E, assim, terminei os últimos metros de subida sem dúvidas sobre as certezas, no meu tempo do agora e feliz com quem sou. Foi 1h30 de uma vida na cabeça, um coração buscando o corpo, e um corpo mantendo-se vivo.


Ah, a vista! Ela chegou, grandiosa e magnífica. Melhor do que eu imaginava, real como deveria ser, e como a parte de um todo ao qual pertence. A pequenez das embarcações lá embaixo, as profundidades nas tonalidades do mar, a ausência de outras pessoas, ocasionada pelo frio e pelas chuvas dos dias anteriores, tudo compondo aquela experiência, aquele momento.
E então, descer.

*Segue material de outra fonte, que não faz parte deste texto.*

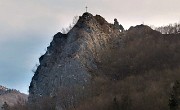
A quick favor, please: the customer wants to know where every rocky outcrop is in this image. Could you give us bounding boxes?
[29,12,122,104]
[28,12,170,110]
[114,18,124,32]
[0,85,28,110]
[26,11,180,109]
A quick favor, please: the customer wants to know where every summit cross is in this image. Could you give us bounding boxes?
[85,6,88,12]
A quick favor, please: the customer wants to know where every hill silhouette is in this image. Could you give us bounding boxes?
[0,85,28,110]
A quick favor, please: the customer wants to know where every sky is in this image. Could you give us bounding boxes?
[0,0,180,94]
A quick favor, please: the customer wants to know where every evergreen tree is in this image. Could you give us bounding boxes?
[1,102,9,110]
[169,81,180,110]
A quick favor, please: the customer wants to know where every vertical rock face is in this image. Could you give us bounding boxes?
[29,12,122,103]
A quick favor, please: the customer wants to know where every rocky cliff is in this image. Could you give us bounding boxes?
[29,12,122,102]
[29,12,168,109]
[0,85,27,110]
[28,12,180,110]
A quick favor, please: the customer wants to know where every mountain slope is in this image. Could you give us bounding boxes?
[0,85,27,110]
[29,12,180,110]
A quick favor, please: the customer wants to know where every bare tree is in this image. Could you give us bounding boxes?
[155,22,180,34]
[61,16,79,34]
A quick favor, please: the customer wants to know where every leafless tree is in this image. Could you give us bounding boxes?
[61,16,79,34]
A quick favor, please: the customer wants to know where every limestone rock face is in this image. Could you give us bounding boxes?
[28,12,122,103]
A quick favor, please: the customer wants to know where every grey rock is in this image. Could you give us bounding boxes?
[28,12,122,109]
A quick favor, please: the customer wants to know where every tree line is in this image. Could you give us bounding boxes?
[155,22,180,34]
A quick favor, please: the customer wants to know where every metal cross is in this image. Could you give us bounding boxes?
[85,6,88,12]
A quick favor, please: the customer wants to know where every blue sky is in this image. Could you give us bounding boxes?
[0,0,180,94]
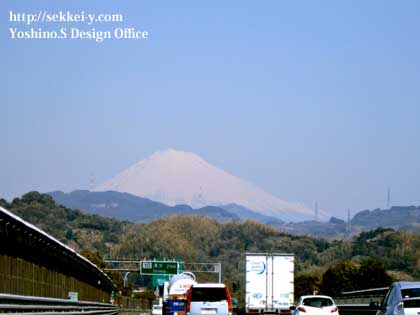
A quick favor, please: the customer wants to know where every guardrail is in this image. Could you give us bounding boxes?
[0,293,118,315]
[336,296,381,314]
[334,287,387,315]
[118,308,150,315]
[335,295,383,305]
[337,303,380,315]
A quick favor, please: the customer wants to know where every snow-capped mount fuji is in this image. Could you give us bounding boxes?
[95,149,313,222]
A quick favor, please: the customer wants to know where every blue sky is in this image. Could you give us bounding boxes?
[1,1,420,219]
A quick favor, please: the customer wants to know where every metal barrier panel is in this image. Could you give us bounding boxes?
[0,255,109,302]
[0,206,115,303]
[0,293,118,315]
[337,304,379,315]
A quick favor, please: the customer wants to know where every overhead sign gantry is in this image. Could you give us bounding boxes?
[140,260,179,275]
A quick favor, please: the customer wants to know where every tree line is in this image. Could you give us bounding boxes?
[2,192,420,305]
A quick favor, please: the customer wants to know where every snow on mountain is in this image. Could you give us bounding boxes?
[95,149,314,221]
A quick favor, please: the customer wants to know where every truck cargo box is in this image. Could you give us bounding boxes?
[245,253,294,314]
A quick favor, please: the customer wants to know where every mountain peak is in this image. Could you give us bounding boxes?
[95,149,313,221]
[150,148,196,158]
[146,149,207,165]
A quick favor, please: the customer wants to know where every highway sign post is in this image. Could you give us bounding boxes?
[140,261,178,275]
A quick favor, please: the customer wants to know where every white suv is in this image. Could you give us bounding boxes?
[186,283,232,315]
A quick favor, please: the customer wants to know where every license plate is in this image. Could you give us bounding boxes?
[201,309,217,314]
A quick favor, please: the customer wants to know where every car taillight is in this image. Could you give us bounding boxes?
[186,289,192,314]
[226,287,233,314]
[297,307,306,313]
[331,307,338,313]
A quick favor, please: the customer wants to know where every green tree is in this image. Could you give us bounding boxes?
[21,191,55,205]
[356,257,393,289]
[0,198,9,208]
[79,249,107,269]
[295,273,322,297]
[321,260,358,296]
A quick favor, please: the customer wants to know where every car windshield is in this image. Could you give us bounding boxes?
[302,297,333,308]
[401,288,420,298]
[191,287,226,302]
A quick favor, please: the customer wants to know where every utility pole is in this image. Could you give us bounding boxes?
[347,209,351,236]
[89,173,96,191]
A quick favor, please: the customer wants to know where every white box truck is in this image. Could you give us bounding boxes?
[245,253,294,315]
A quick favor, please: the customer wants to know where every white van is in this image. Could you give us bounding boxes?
[186,283,232,315]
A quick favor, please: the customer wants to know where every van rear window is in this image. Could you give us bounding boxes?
[191,288,227,302]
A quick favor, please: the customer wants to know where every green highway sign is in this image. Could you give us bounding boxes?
[153,274,171,286]
[140,261,178,275]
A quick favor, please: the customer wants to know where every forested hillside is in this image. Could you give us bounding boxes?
[2,192,420,303]
[48,190,240,223]
[48,190,420,238]
[0,191,128,253]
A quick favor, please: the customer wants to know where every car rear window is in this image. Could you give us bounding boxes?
[401,288,420,298]
[302,298,333,308]
[191,287,227,302]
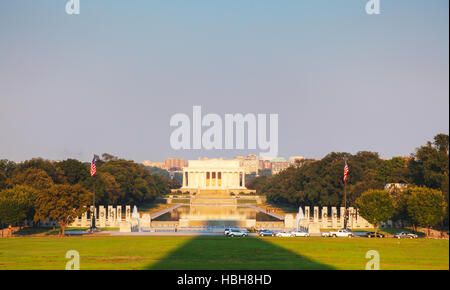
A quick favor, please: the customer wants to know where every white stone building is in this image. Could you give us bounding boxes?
[181,158,250,193]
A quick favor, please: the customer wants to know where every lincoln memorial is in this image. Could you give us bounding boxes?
[180,158,255,194]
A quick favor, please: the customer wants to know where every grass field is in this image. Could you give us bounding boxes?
[0,236,448,270]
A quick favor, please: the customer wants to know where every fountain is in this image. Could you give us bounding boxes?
[131,205,141,232]
[295,206,305,231]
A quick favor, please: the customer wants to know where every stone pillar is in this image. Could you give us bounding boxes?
[304,206,310,221]
[322,206,328,228]
[81,209,88,227]
[348,207,354,228]
[116,206,122,222]
[92,205,97,219]
[182,170,186,187]
[284,214,295,229]
[332,207,337,228]
[125,205,131,221]
[356,209,363,228]
[313,206,319,223]
[340,207,345,228]
[141,214,151,228]
[108,206,113,226]
[99,206,106,227]
[242,172,245,187]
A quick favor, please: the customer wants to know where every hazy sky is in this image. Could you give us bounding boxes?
[0,0,448,163]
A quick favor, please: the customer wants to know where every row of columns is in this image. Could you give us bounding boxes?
[74,205,132,228]
[182,170,245,188]
[300,206,371,228]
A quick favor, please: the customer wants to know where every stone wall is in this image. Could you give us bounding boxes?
[285,206,374,230]
[69,205,132,228]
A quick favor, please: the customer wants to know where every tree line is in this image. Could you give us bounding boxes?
[247,134,449,228]
[0,153,171,235]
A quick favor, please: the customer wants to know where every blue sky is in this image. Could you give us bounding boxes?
[0,0,448,162]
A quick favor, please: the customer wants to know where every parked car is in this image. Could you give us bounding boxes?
[364,232,385,238]
[228,229,248,237]
[224,228,234,236]
[329,228,354,237]
[275,231,292,237]
[258,230,276,237]
[321,232,331,237]
[394,232,418,239]
[291,230,310,237]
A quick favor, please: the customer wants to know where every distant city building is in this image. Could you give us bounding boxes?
[234,154,259,174]
[384,183,408,192]
[289,156,305,164]
[270,157,290,175]
[165,158,186,170]
[142,160,152,167]
[181,158,250,193]
[259,159,272,171]
[142,160,166,169]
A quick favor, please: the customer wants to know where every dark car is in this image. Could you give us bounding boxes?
[364,232,385,238]
[258,230,276,237]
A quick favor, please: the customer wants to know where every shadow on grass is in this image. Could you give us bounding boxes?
[147,236,335,270]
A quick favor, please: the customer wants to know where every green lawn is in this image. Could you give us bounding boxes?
[0,236,448,270]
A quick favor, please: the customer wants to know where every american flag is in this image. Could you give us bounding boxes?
[90,157,97,177]
[343,160,349,182]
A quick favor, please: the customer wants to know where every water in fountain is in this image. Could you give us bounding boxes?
[295,206,305,231]
[131,205,141,232]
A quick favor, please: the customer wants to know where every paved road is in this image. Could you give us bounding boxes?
[150,204,183,219]
[245,204,285,220]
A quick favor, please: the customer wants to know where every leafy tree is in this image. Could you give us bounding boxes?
[0,159,17,190]
[434,133,449,155]
[356,190,394,236]
[82,158,170,205]
[257,151,384,207]
[34,184,91,236]
[408,134,449,225]
[8,168,54,191]
[0,159,17,178]
[0,171,6,191]
[56,159,89,185]
[406,187,447,237]
[14,158,66,184]
[375,157,410,184]
[0,185,38,228]
[390,186,413,226]
[101,153,118,162]
[146,166,170,179]
[168,177,182,189]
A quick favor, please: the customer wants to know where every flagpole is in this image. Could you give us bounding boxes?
[90,157,98,232]
[344,158,348,229]
[91,175,96,229]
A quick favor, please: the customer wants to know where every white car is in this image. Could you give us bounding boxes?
[276,231,292,237]
[291,230,310,237]
[228,229,248,237]
[224,228,234,236]
[329,228,354,237]
[321,232,331,237]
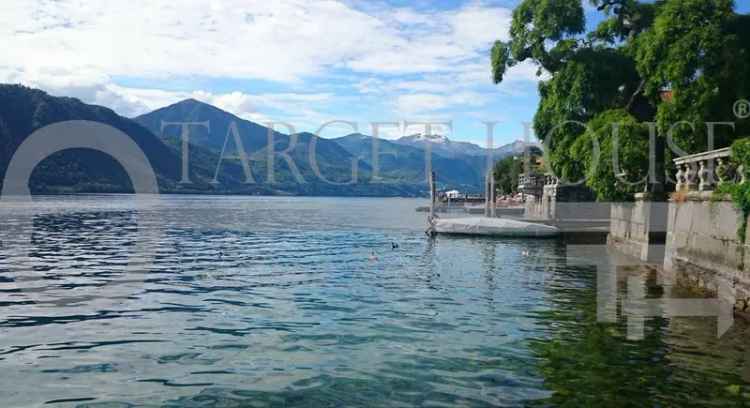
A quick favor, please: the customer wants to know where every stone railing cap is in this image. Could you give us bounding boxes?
[673,147,731,165]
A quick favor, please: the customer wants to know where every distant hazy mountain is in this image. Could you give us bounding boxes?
[136,99,434,195]
[333,133,483,187]
[0,87,414,195]
[136,99,516,194]
[335,133,538,190]
[135,98,273,153]
[394,133,533,159]
[135,99,374,188]
[0,85,532,196]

Voltar a percorrer o caminho agora sobre outra perspectiva, novas sensações, a continuação do que é. Descer de fato é mais fácil, requer mais atenção, um pouco mais de musculatura para segurar o impacto, mas agora a mente já trabalha menos e tudo corre com mais fluidez, como a água.
Quando nos damos conta, o feito foi feito. E há tempo para caminhar pela praia, conversar com o senhor, morador que abriu a trilha, percorrer mais um trilha agora em direção a outra praia, avançar pelas pedras até ter o mar só para si e a imensidão a te abraçar. Com o passar das horas ver um barqueiro apontar ao longe, e se aproximar da pedra onde você está, como um velho amigo que te encontra ao acaso. Todos sorriem, pessoas, cachorra, mar, céu. Todos velhos amigos no tempo do seu próprio mundo.